Foi baleada dentro de um carro quando ia para casa, depois de sair de um evento sobre representatividade negra na zona da Lapa. Marielle e o motorista morreram no local, uma assessora que também seguia com eles foi levada para o hospital com ferimentos. Fontes da polícia dizem que os assassinos pararam num carro junto ao de Marielle, dispararam 9 tiros e fugiram sem levar nada.
Uma aplicação para a realidade
Eu postei essa informação no Fogo Cruzado às 21h36 desta quarta-feira. O Fogo Cruzado é um aplicativo que monitora a incidência de tiroteios e disparos de arma de fogo na região metropolitana do Rio de Janeiro e ao qual venho me dedicando nos últimos 2 anos.
Pouco depois da postagem, meu WhatsApp começou a receber mensagens. 21h51: “Mataram uma vereadora do PSOL e seu motorista agora. Rua do matoso esquina com rua joão primeiro”. 21h52: “Tem contatos no PSOL?”.
Paralisei e pensei: “Puta merda. Só tem uma vereadora no PSOL. Não pode ser a Marielle. Ela tava ao vivo no Facebook agora há pouco”.
A homepage mostra-nos um mapa aproximado ao Rio de Janeiro com a nota: “O mapa apresenta as notificações dos últimos 7 dias, para visualizar um período diferente, utilize os filtros”.
É possível filtrar os tiroteios com vítimas fatais, com feridos, sem feridos ou ainda as situações de múltiplos tiroteios no mesmo local. O utilizador pode ainda pesquisar pela sua zona ou rua. A plataforma funciona como um banco de dados, gerido por Cecília, que todos os meses compila a informação recolhida para criar estatísticas da violência na região metropolitana do Rio de Janeiro.
O site e app foram melhorados em 2018 para garantir melhor usabilidade. Foi criado um alerta de notificações com base no GPS que avisa de tiroteios ou disparos nas proximidades, é possível consultar ocorrência por ocorrência, saber o número de agentes no local e até se a imprensa está presente. “Além de receber notificações de usuários diretamente via aplicativo, a equipe de gestão de dados do Fogo Cruzado recebe informações via whatsapp, mensagens diretas via Twitter e inbox do Facebook. No caso do whatsapp, só são consideradas fontes conhecidas e com as quais já existe relacionamento prévio, como coletivos, comunicadores e moradores ativos localmente.”

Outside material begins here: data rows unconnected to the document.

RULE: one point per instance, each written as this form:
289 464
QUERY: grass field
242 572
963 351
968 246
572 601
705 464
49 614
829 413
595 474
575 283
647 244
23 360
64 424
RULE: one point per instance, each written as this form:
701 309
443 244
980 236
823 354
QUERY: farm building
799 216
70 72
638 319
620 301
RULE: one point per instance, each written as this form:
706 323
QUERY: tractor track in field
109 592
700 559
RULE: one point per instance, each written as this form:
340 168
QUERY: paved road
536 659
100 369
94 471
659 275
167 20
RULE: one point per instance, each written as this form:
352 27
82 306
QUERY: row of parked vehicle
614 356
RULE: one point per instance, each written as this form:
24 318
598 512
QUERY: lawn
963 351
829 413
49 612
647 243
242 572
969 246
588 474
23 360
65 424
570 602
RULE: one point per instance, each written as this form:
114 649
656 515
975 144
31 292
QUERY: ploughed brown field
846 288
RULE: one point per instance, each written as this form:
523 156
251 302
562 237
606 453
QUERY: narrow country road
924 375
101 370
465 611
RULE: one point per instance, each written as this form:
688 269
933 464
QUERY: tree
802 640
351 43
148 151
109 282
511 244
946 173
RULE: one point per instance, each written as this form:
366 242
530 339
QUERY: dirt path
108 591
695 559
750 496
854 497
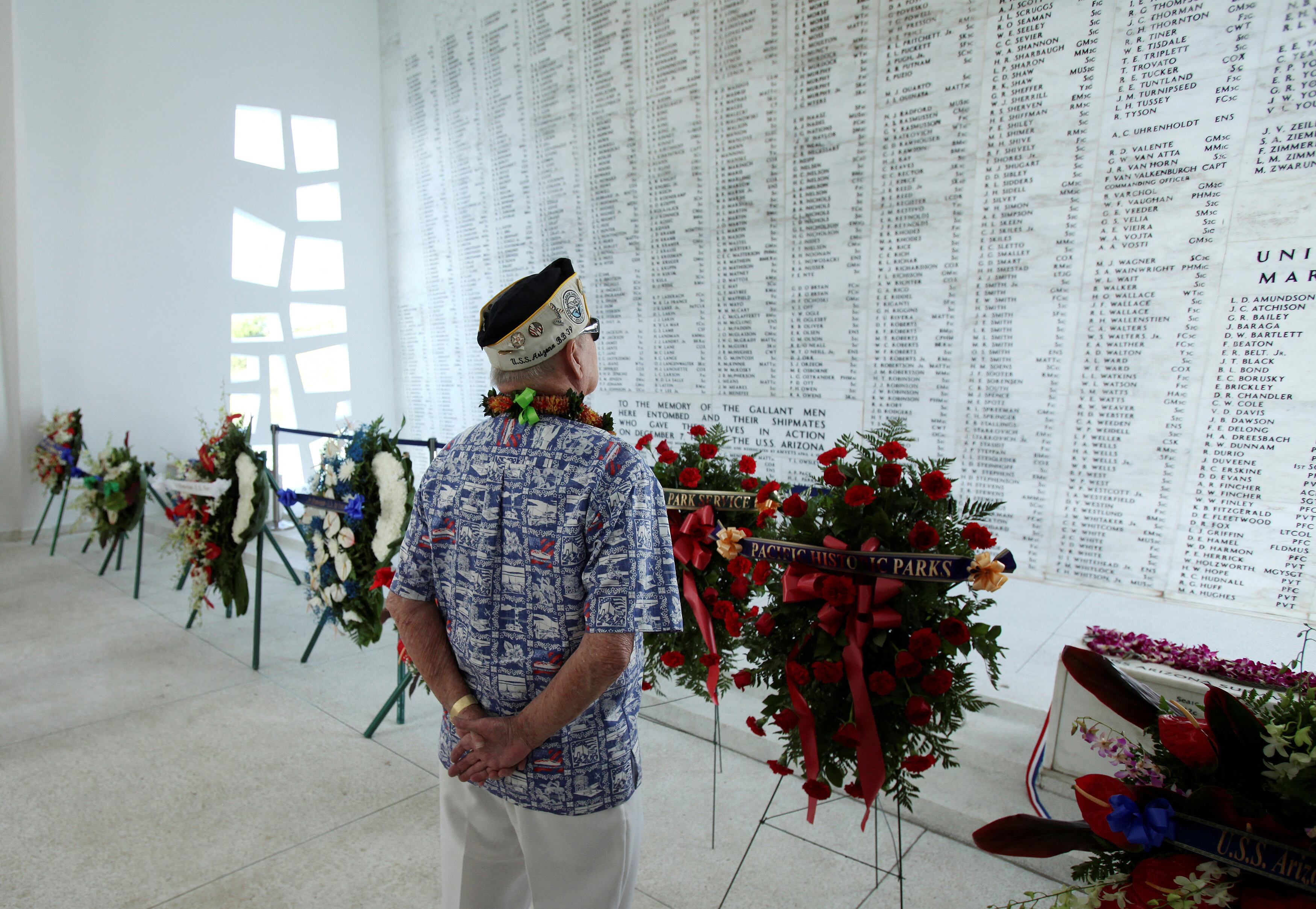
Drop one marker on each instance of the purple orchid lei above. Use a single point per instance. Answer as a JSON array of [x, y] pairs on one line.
[[1195, 659]]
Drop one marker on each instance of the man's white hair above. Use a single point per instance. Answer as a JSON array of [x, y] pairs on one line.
[[549, 369]]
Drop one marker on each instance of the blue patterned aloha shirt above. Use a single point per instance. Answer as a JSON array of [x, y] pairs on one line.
[[528, 537]]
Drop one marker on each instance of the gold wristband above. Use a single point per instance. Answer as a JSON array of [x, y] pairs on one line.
[[462, 704]]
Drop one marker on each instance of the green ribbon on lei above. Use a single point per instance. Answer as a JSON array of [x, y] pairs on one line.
[[528, 416]]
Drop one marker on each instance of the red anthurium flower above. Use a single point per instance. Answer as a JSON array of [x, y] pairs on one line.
[[893, 452], [1094, 800], [907, 667], [923, 536], [1153, 878], [786, 720], [977, 536], [794, 506], [882, 683], [953, 630], [1189, 741], [828, 673], [816, 790], [924, 644], [916, 764], [918, 711], [848, 736], [937, 683], [889, 474], [832, 456], [936, 485], [860, 495]]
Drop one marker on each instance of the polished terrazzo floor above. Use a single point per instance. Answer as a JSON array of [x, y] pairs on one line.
[[144, 765]]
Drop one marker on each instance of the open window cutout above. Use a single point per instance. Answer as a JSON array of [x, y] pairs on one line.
[[257, 250], [244, 368], [281, 394], [326, 370], [320, 202], [249, 406], [258, 136], [315, 144], [310, 320], [256, 327], [318, 265]]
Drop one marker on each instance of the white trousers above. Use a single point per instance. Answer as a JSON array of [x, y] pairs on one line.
[[499, 856]]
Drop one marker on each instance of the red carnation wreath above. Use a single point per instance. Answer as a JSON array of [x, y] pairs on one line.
[[716, 583], [869, 675]]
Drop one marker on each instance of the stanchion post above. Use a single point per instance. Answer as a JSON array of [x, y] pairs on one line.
[[61, 519], [50, 499]]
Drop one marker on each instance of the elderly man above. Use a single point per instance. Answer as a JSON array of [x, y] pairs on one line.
[[537, 553]]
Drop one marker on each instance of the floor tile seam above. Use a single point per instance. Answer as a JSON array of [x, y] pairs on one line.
[[129, 714], [344, 723], [297, 845]]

Quando chega a notificação de um tiroteio/disparo de arma de fogo, esta informação não é automaticamente publicada no mapa nem nas redes sociais da plataforma. A equipa de gestão de dados cruza as notificações com “scripts e filtros desenvolvidos para agregar informações (…) Desta forma, é possível saber quem, quando e onde está se falando sobre o assunto de forma a cruzar informações sobre um mesmo tiroteio/disparo de arma de fogo. Após tal verificação, a notificação é postada nas redes e o incidente fica em registro público.”
O detalhe com que a equipa do Fogo Cruzado analisa cada caso é demonstrativo da importância que cada uma destas situações vai ganhando na sociedade brasileira. Contra a banalização da violência mas pela sensibilização e consciencialização da que existe, a aplicação é o espelho de tudo o que está errado no Brasil, e de tudo o que precisa de ser feito para que, mergulhado numa crise política, de justiça e social há vários anos, o país consiga emergir e erguer-se, fazendo justiça por pessoas como a Marielle que, sem a conhecermos, já nos tinha representado vezes sem conta.